Marriage is hard. Harder than I believed people said it was. Logically, I knew that there would be challenges, just as there had been when we were dating, but I didn’t think it would get worse.
The challenge is that you get older. You both get older and as you do, you change a lot. My mom has told me since I was young that 18-25 are some of the hardest years of your life simply because you change so much. I decided getting married at 20 would just make that better, and trust me, I don’t regret it. That does not change how difficult it can be.
My husband and I are now 23 and 22, respectively. We’ve been married for almost 2 years, and you can ask either of us and we will quickly tell you that they’ve been the 2 hardest years of our lives. They’ve also been some of the most eye opening. We’ve grown and we’ve fallen more in love. We’ve gone through job losses, financial hardship, a 14 hour move away from his family and all of our first memories, and several other issues I’m sure I’m forgetting.
My point is that there have been times where it would absolutely have been easier to give up.
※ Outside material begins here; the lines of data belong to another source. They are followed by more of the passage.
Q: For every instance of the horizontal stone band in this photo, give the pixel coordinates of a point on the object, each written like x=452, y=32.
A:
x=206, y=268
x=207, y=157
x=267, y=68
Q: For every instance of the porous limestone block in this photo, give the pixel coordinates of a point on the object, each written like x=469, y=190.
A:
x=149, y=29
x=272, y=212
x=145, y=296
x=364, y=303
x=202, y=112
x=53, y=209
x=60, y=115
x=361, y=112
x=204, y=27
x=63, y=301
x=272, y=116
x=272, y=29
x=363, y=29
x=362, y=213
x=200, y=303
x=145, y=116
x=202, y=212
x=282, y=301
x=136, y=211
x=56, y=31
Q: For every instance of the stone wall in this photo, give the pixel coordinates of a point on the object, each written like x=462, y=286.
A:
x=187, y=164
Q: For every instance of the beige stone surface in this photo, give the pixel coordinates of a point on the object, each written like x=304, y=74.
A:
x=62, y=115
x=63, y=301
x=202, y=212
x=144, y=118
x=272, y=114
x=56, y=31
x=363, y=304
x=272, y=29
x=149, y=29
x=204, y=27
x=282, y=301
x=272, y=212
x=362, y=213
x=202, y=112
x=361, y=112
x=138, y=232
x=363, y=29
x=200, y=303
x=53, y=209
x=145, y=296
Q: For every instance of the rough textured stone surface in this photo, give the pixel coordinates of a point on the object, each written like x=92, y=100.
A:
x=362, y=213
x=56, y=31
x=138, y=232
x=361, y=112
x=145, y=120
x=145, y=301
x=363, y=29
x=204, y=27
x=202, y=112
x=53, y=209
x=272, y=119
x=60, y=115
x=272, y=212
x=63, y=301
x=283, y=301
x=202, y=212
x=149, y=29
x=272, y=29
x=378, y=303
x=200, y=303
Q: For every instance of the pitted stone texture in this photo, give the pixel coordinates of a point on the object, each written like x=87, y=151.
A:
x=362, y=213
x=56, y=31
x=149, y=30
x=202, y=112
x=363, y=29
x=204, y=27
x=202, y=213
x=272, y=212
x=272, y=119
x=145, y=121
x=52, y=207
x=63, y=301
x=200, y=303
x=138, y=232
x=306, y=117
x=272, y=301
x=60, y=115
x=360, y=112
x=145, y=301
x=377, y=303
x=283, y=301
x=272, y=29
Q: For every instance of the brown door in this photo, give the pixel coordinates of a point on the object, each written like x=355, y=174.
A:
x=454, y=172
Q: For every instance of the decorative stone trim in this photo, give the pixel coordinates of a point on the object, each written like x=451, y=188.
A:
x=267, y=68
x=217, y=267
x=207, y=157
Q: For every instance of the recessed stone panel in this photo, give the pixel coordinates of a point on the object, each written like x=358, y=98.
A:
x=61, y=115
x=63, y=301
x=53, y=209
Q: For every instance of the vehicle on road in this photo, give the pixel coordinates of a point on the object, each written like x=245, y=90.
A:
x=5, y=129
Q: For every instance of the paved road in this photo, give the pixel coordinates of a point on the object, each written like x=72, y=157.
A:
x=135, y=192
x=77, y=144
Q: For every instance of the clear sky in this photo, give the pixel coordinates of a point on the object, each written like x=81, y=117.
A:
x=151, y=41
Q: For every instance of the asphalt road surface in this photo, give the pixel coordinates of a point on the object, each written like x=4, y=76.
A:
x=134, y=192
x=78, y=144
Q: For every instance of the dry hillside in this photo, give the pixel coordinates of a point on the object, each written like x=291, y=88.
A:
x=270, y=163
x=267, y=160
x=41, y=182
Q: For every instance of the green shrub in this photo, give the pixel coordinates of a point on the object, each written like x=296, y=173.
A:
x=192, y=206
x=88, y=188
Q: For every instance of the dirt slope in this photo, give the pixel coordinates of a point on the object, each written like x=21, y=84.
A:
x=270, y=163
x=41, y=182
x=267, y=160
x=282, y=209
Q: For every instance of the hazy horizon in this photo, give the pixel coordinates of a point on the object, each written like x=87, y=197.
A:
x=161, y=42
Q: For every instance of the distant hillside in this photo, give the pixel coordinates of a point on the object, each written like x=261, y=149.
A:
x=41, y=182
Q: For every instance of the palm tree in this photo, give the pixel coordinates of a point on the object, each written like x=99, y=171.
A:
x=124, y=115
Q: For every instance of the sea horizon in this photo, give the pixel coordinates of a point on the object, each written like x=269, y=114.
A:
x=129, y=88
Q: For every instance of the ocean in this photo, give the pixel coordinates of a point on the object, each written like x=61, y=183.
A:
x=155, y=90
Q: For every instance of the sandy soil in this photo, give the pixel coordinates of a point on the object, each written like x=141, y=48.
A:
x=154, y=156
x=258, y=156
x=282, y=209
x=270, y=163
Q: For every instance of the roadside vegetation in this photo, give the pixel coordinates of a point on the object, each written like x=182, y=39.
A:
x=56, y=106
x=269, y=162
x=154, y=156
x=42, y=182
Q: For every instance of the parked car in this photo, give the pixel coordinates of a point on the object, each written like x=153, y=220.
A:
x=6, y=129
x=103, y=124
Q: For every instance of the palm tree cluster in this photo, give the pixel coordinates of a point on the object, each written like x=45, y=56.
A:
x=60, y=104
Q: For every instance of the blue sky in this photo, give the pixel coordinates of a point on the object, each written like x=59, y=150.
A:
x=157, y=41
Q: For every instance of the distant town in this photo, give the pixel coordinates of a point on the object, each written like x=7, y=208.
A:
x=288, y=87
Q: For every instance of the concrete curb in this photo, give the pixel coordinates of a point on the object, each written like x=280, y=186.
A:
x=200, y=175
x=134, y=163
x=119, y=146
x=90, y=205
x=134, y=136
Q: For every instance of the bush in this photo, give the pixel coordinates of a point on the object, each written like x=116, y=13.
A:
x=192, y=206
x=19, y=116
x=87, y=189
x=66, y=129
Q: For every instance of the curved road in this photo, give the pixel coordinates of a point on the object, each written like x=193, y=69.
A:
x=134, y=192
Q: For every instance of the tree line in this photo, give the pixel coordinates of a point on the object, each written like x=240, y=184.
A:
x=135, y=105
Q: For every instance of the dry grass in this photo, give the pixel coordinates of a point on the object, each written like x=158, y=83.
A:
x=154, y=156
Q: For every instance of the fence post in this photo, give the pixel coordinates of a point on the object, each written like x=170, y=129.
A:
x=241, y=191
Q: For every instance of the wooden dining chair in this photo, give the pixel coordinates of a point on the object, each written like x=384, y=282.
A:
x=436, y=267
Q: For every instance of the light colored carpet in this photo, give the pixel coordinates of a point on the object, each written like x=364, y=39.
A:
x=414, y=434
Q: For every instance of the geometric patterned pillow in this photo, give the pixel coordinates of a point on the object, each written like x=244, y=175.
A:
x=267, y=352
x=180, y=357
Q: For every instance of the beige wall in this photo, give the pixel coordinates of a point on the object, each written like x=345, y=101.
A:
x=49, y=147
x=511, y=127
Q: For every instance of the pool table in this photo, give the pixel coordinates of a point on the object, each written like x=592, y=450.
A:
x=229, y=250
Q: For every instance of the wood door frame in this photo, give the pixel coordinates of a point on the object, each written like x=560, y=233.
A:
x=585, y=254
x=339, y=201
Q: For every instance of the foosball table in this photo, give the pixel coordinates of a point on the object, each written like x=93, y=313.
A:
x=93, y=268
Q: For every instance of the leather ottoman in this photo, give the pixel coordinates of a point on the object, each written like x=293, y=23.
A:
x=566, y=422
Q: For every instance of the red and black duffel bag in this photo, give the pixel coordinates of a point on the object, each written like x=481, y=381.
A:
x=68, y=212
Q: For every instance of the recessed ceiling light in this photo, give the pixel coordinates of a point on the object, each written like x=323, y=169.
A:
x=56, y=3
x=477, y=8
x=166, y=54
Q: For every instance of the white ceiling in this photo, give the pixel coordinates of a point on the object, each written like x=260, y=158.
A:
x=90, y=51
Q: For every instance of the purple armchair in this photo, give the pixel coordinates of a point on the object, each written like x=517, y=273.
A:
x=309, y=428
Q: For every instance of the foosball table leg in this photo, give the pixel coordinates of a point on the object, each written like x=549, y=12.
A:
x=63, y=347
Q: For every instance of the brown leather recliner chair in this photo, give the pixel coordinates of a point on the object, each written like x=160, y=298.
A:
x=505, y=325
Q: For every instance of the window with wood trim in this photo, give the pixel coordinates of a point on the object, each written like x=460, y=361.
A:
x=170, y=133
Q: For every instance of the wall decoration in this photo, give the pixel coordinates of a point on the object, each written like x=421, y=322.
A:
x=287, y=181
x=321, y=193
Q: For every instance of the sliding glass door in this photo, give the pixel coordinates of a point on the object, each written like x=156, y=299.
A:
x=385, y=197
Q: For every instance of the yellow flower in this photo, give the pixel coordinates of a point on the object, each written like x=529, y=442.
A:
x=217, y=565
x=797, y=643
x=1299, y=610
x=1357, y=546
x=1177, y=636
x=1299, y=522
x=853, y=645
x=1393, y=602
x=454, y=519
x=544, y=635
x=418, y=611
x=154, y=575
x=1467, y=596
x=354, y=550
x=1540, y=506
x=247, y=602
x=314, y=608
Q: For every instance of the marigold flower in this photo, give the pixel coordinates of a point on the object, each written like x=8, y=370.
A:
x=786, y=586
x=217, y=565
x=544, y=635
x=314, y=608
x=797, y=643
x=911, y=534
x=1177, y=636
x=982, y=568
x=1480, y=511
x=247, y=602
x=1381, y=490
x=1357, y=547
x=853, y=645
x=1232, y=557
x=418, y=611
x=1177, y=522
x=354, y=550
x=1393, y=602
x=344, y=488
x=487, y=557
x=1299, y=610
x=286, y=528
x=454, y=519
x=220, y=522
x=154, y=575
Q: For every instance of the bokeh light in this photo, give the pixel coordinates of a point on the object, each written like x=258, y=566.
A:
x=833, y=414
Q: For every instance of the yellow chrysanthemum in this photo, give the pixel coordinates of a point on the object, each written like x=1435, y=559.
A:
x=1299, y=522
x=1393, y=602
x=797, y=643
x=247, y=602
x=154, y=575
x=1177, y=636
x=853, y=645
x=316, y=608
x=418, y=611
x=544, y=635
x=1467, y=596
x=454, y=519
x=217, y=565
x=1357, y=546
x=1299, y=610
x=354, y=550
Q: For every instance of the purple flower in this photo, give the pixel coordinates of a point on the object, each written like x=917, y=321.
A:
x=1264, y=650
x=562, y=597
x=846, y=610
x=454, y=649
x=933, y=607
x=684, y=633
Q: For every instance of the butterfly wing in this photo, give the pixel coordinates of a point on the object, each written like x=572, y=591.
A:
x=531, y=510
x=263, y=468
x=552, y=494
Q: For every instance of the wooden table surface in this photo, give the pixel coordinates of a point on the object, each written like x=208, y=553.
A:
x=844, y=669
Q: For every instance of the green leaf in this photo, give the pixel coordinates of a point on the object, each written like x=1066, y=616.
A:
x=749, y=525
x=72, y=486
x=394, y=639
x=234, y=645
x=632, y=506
There have also been times where I have disagreed with the path my husband wanted to take. For instance, we just took a leap of faith for him to pursue a career dream of his and leave what he’s been doing for years. I have been in support of this for at least a year, but he wasn’t ready. More importantly, God wasn’t ready. So, I had to wait.
The hardest part about that wait? Watching him suffer. Over and over again, he accepted jobs that we both knew wouldn’t make him happy but we hoped anyways. Every time, something would go wrong, we would entertain the idea of him pursuing the dream he now is, and decide against it. We were scared.
The problem with being scared is that you avoid the one thing that’s going to make you happy. I supported my husband through every job even when I knew it wasn’t the right place for him to be because until he was ready, there wasn’t anything I could do. Part of being a spouse is supporting the other regardless of your own personal goals or beliefs. Marriage is often about putting yourself aside in favor of the other person. That’s been the biggest lesson I’ve learned so far. It’s not about me. It’s about what’s best for him and then what’s best for us. What can I do that makes our marriage better? Support him is almost always my answer.